This week, we will discuss how writing is an extension of thinking and how teaching your child to write Chinese helps them develop various approaches to reasoning.
Incidentally, this post is not written to shame or cajole already stressed out and anxious parents if they choose not to have their children pursue writing Chinese characters and/or essays in Chinese. There are many ways to help your child develop logic and reasoning, and writing Chinese by no means holds the monopoly on these processes. We recognize that every family has different needs and desires, of which writing Chinese may or may not be one.
The Two Different Types of Writing and Why Parents Choose Not to Teach Them
Before we delve deeper, let’s differentiate the two types of writing we will be examining. The first is the actual physical writing of Chinese characters (and the bane of many a child’s Chinese learning process).
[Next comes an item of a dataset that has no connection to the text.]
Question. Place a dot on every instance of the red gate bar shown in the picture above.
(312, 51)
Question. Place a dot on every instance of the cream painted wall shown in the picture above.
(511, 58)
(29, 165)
The second is writing in order to formulate thoughts and ideas in a coherent, logical argument.
Just as many parents choose not to teach their children “non-fiction” vocabulary, many also do not teach their children how to write Chinese characters. In particular, for parents in an anglophone country, teaching our kids to speak Chinese is hard enough. Why add this extra pressure of writing characters to our children? Plus, many of us who are second or third generation remember the futility of writing characters 10-20 times for Chinese homework. It didn’t matter how many times we had to write the characters, they just did not sink in.
In fact, even native Chinese people have a hard time hand-writing Chinese characters due to the prevalence of typing and using smartphones to send emails and texts. What hope can we who are not in a Chinese society have for our children?
As for writing essays, one would think that would be contingent upon handwriting Chinese characters - but in today’s technological age, that is not necessarily true. If your child can type via pinyin or zhuyin keyboards, then really, they just need to be literate enough to recognize the character they want to use among the suggested characters.
The main barrier then is forming cogent, grammatically correct thoughts in a persuasive and compelling manner. As with the first form of writing, many parents are relieved if their children can have a basic understanding and speaking of Chinese so formulating complex, layered writing pieces in Chinese is far from their list of priorities. As a result, both forms of writing are often shunted to the wayside due to restraints of time, resources, and utility.
How Learning to Write Chinese Promotes Different Types of Thinking
For the majority of Chinese learners, we associate writing Chinese with endless repetition, frustration, and drilling. We rarely think of writing persuasive arguments or essays (if at all). Here, we proffer an alternative approach that might open our minds to both different means of teaching our children how to write as well as taking advantage of the elasticity of their brains.